Put glue on the ‘b’ tabs, and stick the pyramid onto the rectangle on the other sheet of paper.
To view the illusion
Put your house picture up on the wall in a big room.
Go to the other side of the room and close one eye.
Look at your house picture – does it look like it goes in instead of sticking out?
Move around a bit and keep looking at the picture – does it move strangely?
What’s happening?
Your body has several different ways of seeing in 3D. You have two eyes for a good reason – they see the world from two slightly different angles. By comparing these two images, your brain can work out how close objects are. This type of 3D vision works best with objects that are close to you.

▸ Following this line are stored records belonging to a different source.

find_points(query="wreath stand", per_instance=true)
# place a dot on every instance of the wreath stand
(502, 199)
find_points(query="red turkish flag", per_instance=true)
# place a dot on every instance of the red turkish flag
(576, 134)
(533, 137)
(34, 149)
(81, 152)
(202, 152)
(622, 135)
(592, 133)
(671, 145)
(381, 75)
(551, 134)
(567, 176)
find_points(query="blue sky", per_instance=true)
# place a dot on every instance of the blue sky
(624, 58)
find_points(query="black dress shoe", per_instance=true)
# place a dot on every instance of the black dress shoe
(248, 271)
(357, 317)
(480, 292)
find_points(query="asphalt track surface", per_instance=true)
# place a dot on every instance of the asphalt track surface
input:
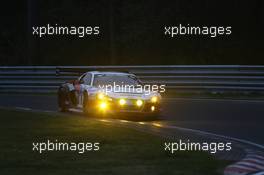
(243, 119)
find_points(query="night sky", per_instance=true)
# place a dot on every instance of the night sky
(131, 32)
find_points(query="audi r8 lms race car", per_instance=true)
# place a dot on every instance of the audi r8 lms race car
(106, 93)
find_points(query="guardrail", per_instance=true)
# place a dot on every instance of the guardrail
(211, 78)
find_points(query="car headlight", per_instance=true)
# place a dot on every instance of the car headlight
(154, 99)
(139, 103)
(122, 101)
(100, 96)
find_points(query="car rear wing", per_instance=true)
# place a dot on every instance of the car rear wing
(79, 70)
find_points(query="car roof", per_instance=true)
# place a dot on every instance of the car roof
(109, 73)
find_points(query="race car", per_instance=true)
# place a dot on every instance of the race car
(106, 93)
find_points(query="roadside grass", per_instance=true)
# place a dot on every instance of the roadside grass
(122, 150)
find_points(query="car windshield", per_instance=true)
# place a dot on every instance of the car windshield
(101, 80)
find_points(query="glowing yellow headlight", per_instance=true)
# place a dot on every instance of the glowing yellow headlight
(139, 102)
(103, 105)
(122, 101)
(100, 96)
(154, 99)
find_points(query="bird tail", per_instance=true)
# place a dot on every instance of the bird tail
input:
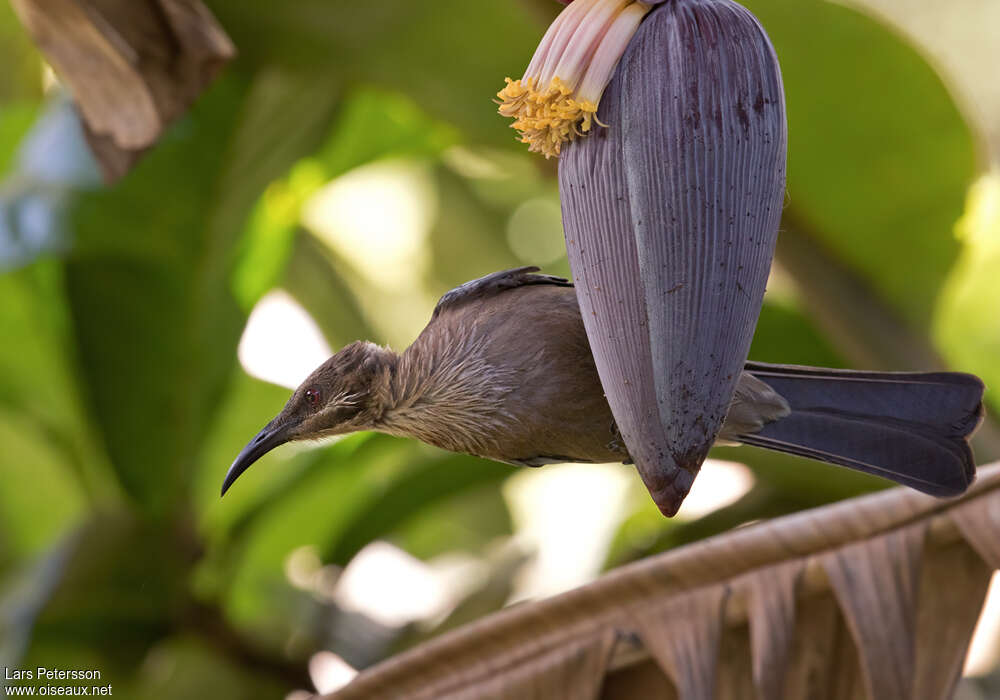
(912, 428)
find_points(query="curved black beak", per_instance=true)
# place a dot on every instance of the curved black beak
(271, 436)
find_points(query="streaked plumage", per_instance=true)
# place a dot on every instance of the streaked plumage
(504, 371)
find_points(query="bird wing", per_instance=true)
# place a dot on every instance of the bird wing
(493, 284)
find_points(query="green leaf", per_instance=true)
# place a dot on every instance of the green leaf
(449, 56)
(425, 486)
(149, 279)
(15, 121)
(879, 155)
(120, 586)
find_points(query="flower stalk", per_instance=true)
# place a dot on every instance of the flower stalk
(556, 100)
(670, 217)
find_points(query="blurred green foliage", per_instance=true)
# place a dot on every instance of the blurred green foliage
(122, 400)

When you are looking at objects far away, the images from your eyes are too similar and your brain can’t work out the distance. If you have one eye closed, then your brain doesn’t have a comparison at all – everything looks flat!

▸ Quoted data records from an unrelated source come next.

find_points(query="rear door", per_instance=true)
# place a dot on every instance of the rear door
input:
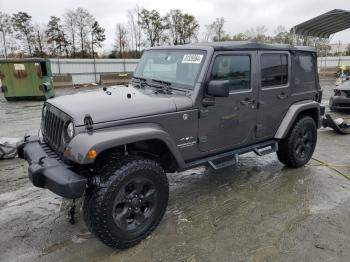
(231, 121)
(274, 91)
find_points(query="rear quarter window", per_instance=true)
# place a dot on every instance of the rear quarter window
(304, 73)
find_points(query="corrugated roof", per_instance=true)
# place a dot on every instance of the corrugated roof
(324, 25)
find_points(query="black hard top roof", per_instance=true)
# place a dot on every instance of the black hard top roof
(23, 60)
(239, 45)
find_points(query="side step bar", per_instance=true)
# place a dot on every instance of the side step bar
(231, 157)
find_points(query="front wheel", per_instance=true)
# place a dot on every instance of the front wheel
(127, 201)
(297, 148)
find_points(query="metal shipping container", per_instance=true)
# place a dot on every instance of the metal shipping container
(27, 78)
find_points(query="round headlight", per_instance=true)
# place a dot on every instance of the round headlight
(44, 111)
(70, 130)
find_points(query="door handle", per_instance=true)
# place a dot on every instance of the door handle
(282, 96)
(247, 101)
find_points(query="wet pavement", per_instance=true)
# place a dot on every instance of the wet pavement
(255, 211)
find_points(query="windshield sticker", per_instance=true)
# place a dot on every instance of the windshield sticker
(192, 59)
(19, 67)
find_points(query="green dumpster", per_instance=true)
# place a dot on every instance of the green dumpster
(26, 79)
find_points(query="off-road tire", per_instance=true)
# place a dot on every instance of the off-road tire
(98, 207)
(289, 147)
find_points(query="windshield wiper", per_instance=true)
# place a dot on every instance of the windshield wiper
(164, 85)
(141, 81)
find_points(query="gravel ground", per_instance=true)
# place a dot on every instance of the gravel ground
(255, 211)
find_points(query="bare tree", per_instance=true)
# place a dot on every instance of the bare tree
(40, 40)
(121, 41)
(215, 31)
(22, 24)
(153, 25)
(56, 36)
(5, 29)
(258, 34)
(84, 22)
(97, 36)
(70, 29)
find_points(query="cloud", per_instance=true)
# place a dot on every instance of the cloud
(240, 15)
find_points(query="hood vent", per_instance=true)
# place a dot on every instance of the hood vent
(88, 123)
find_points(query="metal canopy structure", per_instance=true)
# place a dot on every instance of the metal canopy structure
(324, 25)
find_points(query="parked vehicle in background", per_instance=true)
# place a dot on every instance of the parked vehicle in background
(191, 105)
(341, 98)
(26, 79)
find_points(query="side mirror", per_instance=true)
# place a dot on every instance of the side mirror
(218, 88)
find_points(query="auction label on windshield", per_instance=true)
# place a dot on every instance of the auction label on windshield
(192, 59)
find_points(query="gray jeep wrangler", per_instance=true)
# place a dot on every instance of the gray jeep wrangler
(186, 106)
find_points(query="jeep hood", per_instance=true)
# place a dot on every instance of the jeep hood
(119, 102)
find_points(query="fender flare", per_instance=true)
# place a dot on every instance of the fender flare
(101, 140)
(291, 115)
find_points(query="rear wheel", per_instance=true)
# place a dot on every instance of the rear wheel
(297, 148)
(127, 202)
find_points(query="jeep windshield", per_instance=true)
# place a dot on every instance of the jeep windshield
(173, 67)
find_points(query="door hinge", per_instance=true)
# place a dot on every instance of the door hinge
(202, 139)
(203, 113)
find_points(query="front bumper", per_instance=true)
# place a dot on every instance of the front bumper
(46, 170)
(339, 103)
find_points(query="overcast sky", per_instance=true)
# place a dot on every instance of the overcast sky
(240, 15)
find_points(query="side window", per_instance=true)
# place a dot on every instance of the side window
(304, 73)
(233, 68)
(274, 70)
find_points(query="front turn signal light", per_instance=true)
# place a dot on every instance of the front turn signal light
(92, 154)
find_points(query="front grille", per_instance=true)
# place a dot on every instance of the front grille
(53, 126)
(50, 153)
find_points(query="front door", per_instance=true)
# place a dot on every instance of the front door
(274, 92)
(230, 122)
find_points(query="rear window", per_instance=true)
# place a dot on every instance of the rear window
(274, 70)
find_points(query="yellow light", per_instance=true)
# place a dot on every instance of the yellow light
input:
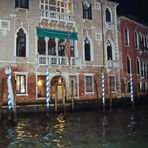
(39, 83)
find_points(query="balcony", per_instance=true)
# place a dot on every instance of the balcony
(57, 17)
(46, 60)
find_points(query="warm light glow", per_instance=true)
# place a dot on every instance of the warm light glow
(39, 83)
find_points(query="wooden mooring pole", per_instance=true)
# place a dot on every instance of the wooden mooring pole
(1, 97)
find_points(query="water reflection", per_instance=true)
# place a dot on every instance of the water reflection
(58, 130)
(121, 128)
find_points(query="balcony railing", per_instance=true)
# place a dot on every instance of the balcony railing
(45, 60)
(57, 16)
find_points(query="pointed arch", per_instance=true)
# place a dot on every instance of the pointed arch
(88, 53)
(110, 52)
(128, 64)
(21, 42)
(126, 36)
(108, 15)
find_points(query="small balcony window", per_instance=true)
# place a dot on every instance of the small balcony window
(24, 4)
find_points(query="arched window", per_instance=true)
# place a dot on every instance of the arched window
(87, 11)
(109, 51)
(87, 49)
(41, 46)
(138, 66)
(136, 40)
(126, 33)
(108, 15)
(128, 65)
(21, 44)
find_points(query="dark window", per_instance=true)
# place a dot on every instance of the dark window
(87, 49)
(22, 4)
(108, 15)
(128, 65)
(87, 11)
(109, 52)
(21, 44)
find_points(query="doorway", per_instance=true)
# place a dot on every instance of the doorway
(58, 92)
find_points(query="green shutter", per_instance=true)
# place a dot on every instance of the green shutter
(55, 34)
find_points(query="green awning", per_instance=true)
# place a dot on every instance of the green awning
(42, 32)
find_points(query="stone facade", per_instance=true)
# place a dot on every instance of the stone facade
(92, 25)
(134, 57)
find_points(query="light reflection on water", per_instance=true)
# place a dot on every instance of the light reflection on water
(121, 128)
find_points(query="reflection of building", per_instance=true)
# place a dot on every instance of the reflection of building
(134, 56)
(33, 35)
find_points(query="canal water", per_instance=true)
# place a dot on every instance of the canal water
(120, 128)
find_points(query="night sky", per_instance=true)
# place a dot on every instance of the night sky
(136, 9)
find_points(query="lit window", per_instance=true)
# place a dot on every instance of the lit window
(126, 31)
(112, 81)
(136, 40)
(21, 44)
(108, 15)
(22, 4)
(87, 11)
(138, 66)
(87, 49)
(109, 52)
(41, 83)
(128, 65)
(89, 83)
(21, 84)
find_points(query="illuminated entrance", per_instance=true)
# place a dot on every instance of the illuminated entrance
(57, 90)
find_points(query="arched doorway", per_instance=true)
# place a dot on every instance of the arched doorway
(58, 89)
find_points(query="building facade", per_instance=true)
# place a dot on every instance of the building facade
(134, 57)
(73, 40)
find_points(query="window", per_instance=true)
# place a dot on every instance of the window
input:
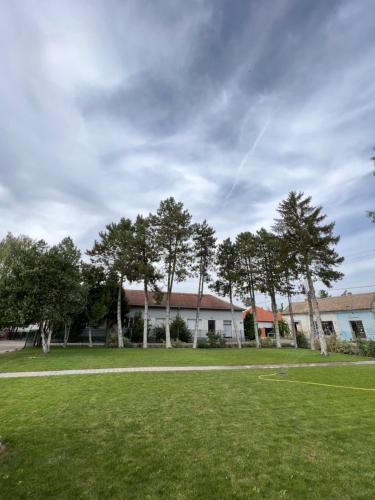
(328, 327)
(357, 329)
(191, 324)
(228, 328)
(211, 325)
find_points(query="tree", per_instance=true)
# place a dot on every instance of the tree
(115, 251)
(248, 326)
(136, 329)
(204, 254)
(227, 277)
(290, 275)
(246, 246)
(59, 293)
(72, 292)
(146, 255)
(173, 234)
(179, 330)
(271, 276)
(313, 242)
(20, 258)
(371, 213)
(97, 304)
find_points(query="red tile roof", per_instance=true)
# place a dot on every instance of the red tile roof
(263, 316)
(349, 302)
(183, 300)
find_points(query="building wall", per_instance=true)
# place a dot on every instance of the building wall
(367, 318)
(157, 316)
(341, 322)
(304, 322)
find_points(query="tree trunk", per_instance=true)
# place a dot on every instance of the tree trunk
(44, 342)
(45, 337)
(200, 293)
(90, 337)
(255, 322)
(236, 333)
(66, 334)
(275, 321)
(322, 339)
(311, 321)
(168, 343)
(119, 323)
(294, 331)
(145, 319)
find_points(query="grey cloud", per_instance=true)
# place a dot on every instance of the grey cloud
(107, 107)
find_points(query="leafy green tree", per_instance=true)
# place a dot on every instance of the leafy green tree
(246, 247)
(97, 297)
(227, 277)
(20, 258)
(173, 233)
(136, 329)
(179, 330)
(248, 326)
(115, 251)
(270, 278)
(204, 242)
(284, 328)
(58, 292)
(147, 254)
(313, 241)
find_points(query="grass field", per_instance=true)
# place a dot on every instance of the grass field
(102, 357)
(222, 435)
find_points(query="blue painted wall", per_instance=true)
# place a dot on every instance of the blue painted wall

Your brain can also pick up clues from experience. You’re quite used to seeing rooms, so if you see something that looks like one, then your brain will try to match what you see with what you know. Rooms are hollow, so you imagine the house picture in this activity is also hollow, instead of sticking out as it does. As you move around looking at the picture, it doesn’t change the way you’d expect, leading to a very strange effect.
Applications
To create the illusion, this picture uses perspective drawing. This technique was originally developed hundreds of years ago to draw accurate pictures of objects in the real world. In perspective drawing, parallel lines such as straight train tracks are drawn so they would meet at a ‘vanishing point’. It also gives mathematical rules for drawing far away objects smaller.
A picture that follows these rules closely will look realistic and 3D. The house picture you made uses these rules to trick you – the walls get smaller as they move towards the centre, making them look further away, and the lines along the edges of the rug, pictures, skirting and cornices appear to meet at a ‘vanishing point’ in the centre of the image.